Austrade estimates that agreements formed at last year's event in San Diego have already generated some $30 million worth of revenues. But what will all this be worth if Australia doesn't provide big enough incentives for the multinationals to invest in Australia leading them to take their money instead to Singapore, Japan or China?

"You have to ask yourself, where is the equivalent of the Lilly group in Australia," says Dr Tim Littlejohn, head of Sydney-based informatics groups BioLateral. "Why can't we attract at least one of the big pharmas or major IT groups to do something here? The benefits of doing so are absolutely enormous."

This, Littlejohn believes is the thing will make or break Australia is in its race to establish a leading position in biotech amongst its developing peers. Academic support and university development programs are very important, he says, but nevertheless subservient to the need for multinational money.

Yet despite what the critics would have you believe, Australia has managed to attract some interest from major multinationals albeit in very small measure compared with Singapore. Some examples include AstraZeneca (bioprospecting), Schering (neurodegenerative disorders), IBM (proteomics and bioinformatics), Monsanto (genetically modified cotton), GlaxoSmithKline (influenza vaccine) and Itochu (food technology).

"Comparing Singapore and Australia gives rise to a very complex level of competitive analysis," Littlejohn says.
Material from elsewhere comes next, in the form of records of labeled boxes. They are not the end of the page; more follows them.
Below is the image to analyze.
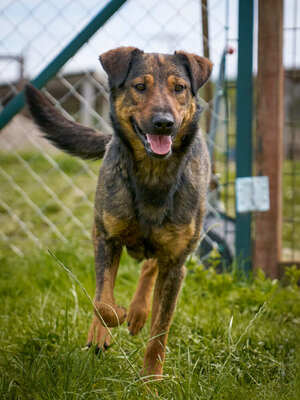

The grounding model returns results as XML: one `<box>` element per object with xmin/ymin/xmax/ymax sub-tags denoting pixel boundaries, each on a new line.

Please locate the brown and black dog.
<box><xmin>26</xmin><ymin>47</ymin><xmax>212</xmax><ymax>377</ymax></box>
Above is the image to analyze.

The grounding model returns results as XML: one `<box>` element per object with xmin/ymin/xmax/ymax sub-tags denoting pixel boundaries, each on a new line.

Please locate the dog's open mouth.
<box><xmin>131</xmin><ymin>118</ymin><xmax>173</xmax><ymax>158</ymax></box>
<box><xmin>146</xmin><ymin>134</ymin><xmax>172</xmax><ymax>156</ymax></box>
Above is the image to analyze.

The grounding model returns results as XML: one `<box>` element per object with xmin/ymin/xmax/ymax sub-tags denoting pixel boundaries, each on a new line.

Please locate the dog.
<box><xmin>26</xmin><ymin>47</ymin><xmax>212</xmax><ymax>379</ymax></box>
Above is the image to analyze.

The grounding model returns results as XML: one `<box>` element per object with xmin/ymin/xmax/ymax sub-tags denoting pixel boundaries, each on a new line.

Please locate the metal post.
<box><xmin>235</xmin><ymin>0</ymin><xmax>253</xmax><ymax>272</ymax></box>
<box><xmin>0</xmin><ymin>0</ymin><xmax>126</xmax><ymax>129</ymax></box>
<box><xmin>254</xmin><ymin>0</ymin><xmax>284</xmax><ymax>278</ymax></box>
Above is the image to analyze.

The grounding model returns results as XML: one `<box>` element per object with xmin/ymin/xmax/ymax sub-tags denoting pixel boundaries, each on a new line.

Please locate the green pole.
<box><xmin>235</xmin><ymin>0</ymin><xmax>253</xmax><ymax>272</ymax></box>
<box><xmin>0</xmin><ymin>0</ymin><xmax>126</xmax><ymax>129</ymax></box>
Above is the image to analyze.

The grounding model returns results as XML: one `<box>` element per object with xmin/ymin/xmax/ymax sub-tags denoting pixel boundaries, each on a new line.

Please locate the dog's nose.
<box><xmin>152</xmin><ymin>113</ymin><xmax>174</xmax><ymax>131</ymax></box>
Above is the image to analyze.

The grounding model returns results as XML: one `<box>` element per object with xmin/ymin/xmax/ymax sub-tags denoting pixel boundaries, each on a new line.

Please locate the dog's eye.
<box><xmin>175</xmin><ymin>83</ymin><xmax>185</xmax><ymax>93</ymax></box>
<box><xmin>134</xmin><ymin>83</ymin><xmax>146</xmax><ymax>92</ymax></box>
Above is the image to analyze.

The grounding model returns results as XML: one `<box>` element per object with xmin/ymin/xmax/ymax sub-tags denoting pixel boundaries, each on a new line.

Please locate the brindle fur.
<box><xmin>27</xmin><ymin>47</ymin><xmax>212</xmax><ymax>377</ymax></box>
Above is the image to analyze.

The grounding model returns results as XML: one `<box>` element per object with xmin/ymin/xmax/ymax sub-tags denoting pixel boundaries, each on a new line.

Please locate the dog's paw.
<box><xmin>95</xmin><ymin>302</ymin><xmax>127</xmax><ymax>328</ymax></box>
<box><xmin>83</xmin><ymin>316</ymin><xmax>111</xmax><ymax>354</ymax></box>
<box><xmin>127</xmin><ymin>303</ymin><xmax>149</xmax><ymax>335</ymax></box>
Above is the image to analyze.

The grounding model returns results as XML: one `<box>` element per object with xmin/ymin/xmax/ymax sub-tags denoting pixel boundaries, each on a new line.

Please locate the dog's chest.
<box><xmin>103</xmin><ymin>212</ymin><xmax>200</xmax><ymax>260</ymax></box>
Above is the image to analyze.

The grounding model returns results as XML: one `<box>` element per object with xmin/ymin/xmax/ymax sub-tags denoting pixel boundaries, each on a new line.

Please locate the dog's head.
<box><xmin>100</xmin><ymin>47</ymin><xmax>212</xmax><ymax>158</ymax></box>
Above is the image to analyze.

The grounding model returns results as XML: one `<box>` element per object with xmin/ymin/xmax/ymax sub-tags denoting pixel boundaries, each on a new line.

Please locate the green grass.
<box><xmin>0</xmin><ymin>242</ymin><xmax>300</xmax><ymax>400</ymax></box>
<box><xmin>0</xmin><ymin>153</ymin><xmax>300</xmax><ymax>400</ymax></box>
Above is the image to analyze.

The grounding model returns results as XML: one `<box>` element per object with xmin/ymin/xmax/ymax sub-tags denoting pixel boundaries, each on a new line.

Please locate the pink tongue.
<box><xmin>146</xmin><ymin>134</ymin><xmax>172</xmax><ymax>155</ymax></box>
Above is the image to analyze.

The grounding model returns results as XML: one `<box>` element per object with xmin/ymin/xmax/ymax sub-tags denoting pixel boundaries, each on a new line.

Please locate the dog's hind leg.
<box><xmin>142</xmin><ymin>265</ymin><xmax>185</xmax><ymax>379</ymax></box>
<box><xmin>127</xmin><ymin>259</ymin><xmax>157</xmax><ymax>335</ymax></box>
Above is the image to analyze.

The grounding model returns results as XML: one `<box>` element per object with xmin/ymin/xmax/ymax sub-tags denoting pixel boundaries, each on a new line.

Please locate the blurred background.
<box><xmin>0</xmin><ymin>0</ymin><xmax>300</xmax><ymax>277</ymax></box>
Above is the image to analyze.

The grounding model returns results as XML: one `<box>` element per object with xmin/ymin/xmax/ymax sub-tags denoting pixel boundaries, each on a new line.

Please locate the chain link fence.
<box><xmin>0</xmin><ymin>0</ymin><xmax>237</xmax><ymax>255</ymax></box>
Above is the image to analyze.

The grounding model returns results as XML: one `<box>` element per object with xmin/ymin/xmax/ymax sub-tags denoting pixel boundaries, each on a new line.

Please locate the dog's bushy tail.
<box><xmin>25</xmin><ymin>85</ymin><xmax>112</xmax><ymax>159</ymax></box>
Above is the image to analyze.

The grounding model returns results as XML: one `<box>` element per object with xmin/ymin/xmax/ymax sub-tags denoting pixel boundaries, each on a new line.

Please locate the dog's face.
<box><xmin>100</xmin><ymin>47</ymin><xmax>212</xmax><ymax>158</ymax></box>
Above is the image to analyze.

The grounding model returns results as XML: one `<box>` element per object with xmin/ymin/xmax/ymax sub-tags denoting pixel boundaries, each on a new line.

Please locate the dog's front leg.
<box><xmin>88</xmin><ymin>228</ymin><xmax>126</xmax><ymax>348</ymax></box>
<box><xmin>142</xmin><ymin>265</ymin><xmax>185</xmax><ymax>379</ymax></box>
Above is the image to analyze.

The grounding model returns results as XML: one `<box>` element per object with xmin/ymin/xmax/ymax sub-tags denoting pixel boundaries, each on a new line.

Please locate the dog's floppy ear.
<box><xmin>99</xmin><ymin>47</ymin><xmax>143</xmax><ymax>89</ymax></box>
<box><xmin>175</xmin><ymin>51</ymin><xmax>213</xmax><ymax>96</ymax></box>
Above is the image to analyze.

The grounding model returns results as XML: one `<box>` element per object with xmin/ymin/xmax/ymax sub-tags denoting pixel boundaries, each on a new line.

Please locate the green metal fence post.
<box><xmin>235</xmin><ymin>0</ymin><xmax>254</xmax><ymax>272</ymax></box>
<box><xmin>0</xmin><ymin>0</ymin><xmax>126</xmax><ymax>129</ymax></box>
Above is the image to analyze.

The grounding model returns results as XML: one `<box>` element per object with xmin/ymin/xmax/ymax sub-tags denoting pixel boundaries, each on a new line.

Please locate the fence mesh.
<box><xmin>0</xmin><ymin>0</ymin><xmax>237</xmax><ymax>255</ymax></box>
<box><xmin>0</xmin><ymin>0</ymin><xmax>300</xmax><ymax>268</ymax></box>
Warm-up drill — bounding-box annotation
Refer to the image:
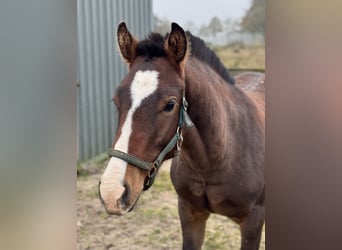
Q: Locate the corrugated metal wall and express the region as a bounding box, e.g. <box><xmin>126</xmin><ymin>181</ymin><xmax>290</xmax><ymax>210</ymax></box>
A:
<box><xmin>77</xmin><ymin>0</ymin><xmax>153</xmax><ymax>161</ymax></box>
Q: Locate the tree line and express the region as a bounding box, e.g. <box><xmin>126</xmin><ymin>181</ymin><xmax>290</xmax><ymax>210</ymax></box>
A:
<box><xmin>154</xmin><ymin>0</ymin><xmax>265</xmax><ymax>37</ymax></box>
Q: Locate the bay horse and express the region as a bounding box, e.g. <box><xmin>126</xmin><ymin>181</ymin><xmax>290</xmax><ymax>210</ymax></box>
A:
<box><xmin>99</xmin><ymin>22</ymin><xmax>265</xmax><ymax>250</ymax></box>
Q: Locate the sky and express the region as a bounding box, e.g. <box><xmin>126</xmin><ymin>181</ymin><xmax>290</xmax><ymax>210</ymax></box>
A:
<box><xmin>153</xmin><ymin>0</ymin><xmax>252</xmax><ymax>25</ymax></box>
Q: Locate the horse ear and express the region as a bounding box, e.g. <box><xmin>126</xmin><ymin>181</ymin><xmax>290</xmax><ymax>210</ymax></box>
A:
<box><xmin>117</xmin><ymin>22</ymin><xmax>138</xmax><ymax>63</ymax></box>
<box><xmin>165</xmin><ymin>23</ymin><xmax>189</xmax><ymax>64</ymax></box>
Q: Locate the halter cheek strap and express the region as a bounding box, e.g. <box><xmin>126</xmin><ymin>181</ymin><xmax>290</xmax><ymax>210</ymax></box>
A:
<box><xmin>108</xmin><ymin>95</ymin><xmax>193</xmax><ymax>191</ymax></box>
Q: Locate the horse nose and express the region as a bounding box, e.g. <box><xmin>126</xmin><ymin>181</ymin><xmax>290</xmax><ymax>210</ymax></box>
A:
<box><xmin>97</xmin><ymin>181</ymin><xmax>104</xmax><ymax>205</ymax></box>
<box><xmin>98</xmin><ymin>181</ymin><xmax>131</xmax><ymax>215</ymax></box>
<box><xmin>118</xmin><ymin>183</ymin><xmax>131</xmax><ymax>210</ymax></box>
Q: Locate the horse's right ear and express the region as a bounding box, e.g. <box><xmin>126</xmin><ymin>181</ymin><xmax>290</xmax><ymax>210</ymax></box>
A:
<box><xmin>117</xmin><ymin>22</ymin><xmax>138</xmax><ymax>63</ymax></box>
<box><xmin>165</xmin><ymin>23</ymin><xmax>190</xmax><ymax>64</ymax></box>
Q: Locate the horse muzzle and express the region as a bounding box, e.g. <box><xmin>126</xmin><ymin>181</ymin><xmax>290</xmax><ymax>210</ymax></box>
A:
<box><xmin>98</xmin><ymin>181</ymin><xmax>138</xmax><ymax>216</ymax></box>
An important layer in the equation, he says, is the state rivalries seen to exist in Australia, whereas in Singapore the bulk of initiatives supporting biotech are represented by the one entity.

"Our federation of states and territories are set up in a particular way. We are by our very cultural identity very separated geographically," Littlejohn says. "So we have a situation whereby competition between eastern states especially is very high, and that's not necessarily a bad thing."

Emerging Growth Capital is a recently formed investment bank and securities trading house, which focuses almost exclusively on the biotech sector. According to director and co-founder Alison Coutts, Australia must overcome barriers of perception in order for the local sector to flourish. But, she says, with the stagnant state of world markets generally, it won't be easy.

State initiatives in the emerging hubs of Victoria and Queensland are positive but will ultimately suffer if the bar is not raised at the Federal level, she says. "[Prime Minister John] Howard and his advisers are just starting to wake up to what biotechnology is - they need to recognise new economic drivers."

According to Donald Home, chief executive of Agenix, there is a perception overseas that the Australian biotech sector is a little lost and in need of shepherding to really hone its natural resources and highly talented people to shrug off this current state of atrophy. "In Singapore, the more successful you are the more they will support you.

"Looking at [Singapore's] investment strategy, they are doing everything they can to encourage large profitable companies to set up research facilities - it's really driven towards commercialisation, not just research."

Agenix has a 28 per cent stake in Singaporean start-up Phytoprotein Biotech that is currently engaged in the research of transgenic plant cells and hopes to soon commercialise its intellectual property with the support of one of several government funding programs in Singapore.

In Home's view, while Australia has all the right ingredients, talent and general sense of community to create a successful biotech industry, no amount of back-scratching and luck will long compensate for the sheer determination of the Island State to lure the necessary talent and large-scale capital biotech needs. "You take a company like Phyto and you'd probably have to say it has a better chance of survival in Singapore," he says.